In March, Walter Scott was shot five times in the back after running from a police officer who should never have pulled him over in the first place. Scott was cited for having his third taillight out despite the fact that South Carolina law only requires one working light. The death of Freddie Gray while in police custody in Baltimore is similarly not only plagued with gross negligence but with, as Baltimore State’s Attorny Marilyn J. Mosby levied, the very fact of false imprisonment. Though Gray surrendered, bike patrol officer Lieutenant Brian W. Rice had no just cause for approaching Gray because no crime had been committed, and the knife officers later happened to have found him carrying was carried legally.

Police forces’ inability to hold themselves accountable to the law itself with all people at all times is costing many of us our lives.

The fact of the matter is that it is not illegal to ask an officer a question.
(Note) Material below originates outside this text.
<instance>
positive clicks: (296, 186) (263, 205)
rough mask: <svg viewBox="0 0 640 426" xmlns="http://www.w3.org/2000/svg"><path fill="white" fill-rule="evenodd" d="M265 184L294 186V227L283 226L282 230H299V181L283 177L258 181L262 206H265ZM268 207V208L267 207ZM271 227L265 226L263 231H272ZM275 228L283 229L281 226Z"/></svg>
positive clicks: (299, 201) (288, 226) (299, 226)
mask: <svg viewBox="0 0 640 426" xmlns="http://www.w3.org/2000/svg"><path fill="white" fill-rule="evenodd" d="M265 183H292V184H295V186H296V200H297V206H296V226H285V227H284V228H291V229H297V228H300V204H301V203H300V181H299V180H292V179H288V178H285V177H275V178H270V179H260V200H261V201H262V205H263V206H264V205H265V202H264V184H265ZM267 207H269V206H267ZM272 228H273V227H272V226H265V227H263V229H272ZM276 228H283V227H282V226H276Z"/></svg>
The American Civil Liberties Union, in their “Know Your Rights pamphlet,” notes that it is important for those who are being stopped to ask “Am I free to go?” in order to know the difference between being arrested and detained. Being able to question police is a citizen’s duty to keeping them in check while also exercising our rights. Furthermore, Bland’s question was justified because the demand was absurd. She was violating no law by asking the officer why he could ask her to put out her own cigarette in her own car. The situation violated none of the County’s statutes prohibiting smoking in public places. Bland was furthermore violating no law by reaching for her phone to potentially record the officer in question.

Despite all of this, however, we are only now beginning to lift the burden of responsibility for Bland’s death off of her own dead shoulders.

Waller County District Attorney Elton Mathis has now announced that Bland’s death will be treated “like a murder.” If justice is genuinely going to be done for Bland and the many cases like hers (those that we can name and those that have remained hidden for circumstances that are beyond our control and over-regulated), this metaphoric murder must be taken into account as an actual one.

Proxy must be properly expanded to include and go beyond Bland’s Waller County jail cell that Monday morning. The circumstances according to which she ended up there must be addressed and used to properly situate how she ended up being hung by a trash bag. These include the factors that make it possible for an officer to exploit power to seize someone after being subjectively insulted, the disproportionate tendency for those seized to be racially marked, especially when asking about the circumstances of the encounter, and the similar tendency for the criminal justice system to rarely hold officers accountable for police misconduct.

Without doing so, we leave a killer on the loose. One that illicitly manipulates the criminal justice system to dispose of people at whim, particularly black people. One that includes police officers who continue to maneuver the world by protecting and serving the law only insofar as they are above the law itself. One whose laws have never been made to serve and protect all of us equally. One that we, unfortunately, call our society, and that will continue to run rampant if we do not institute concrete systematic change.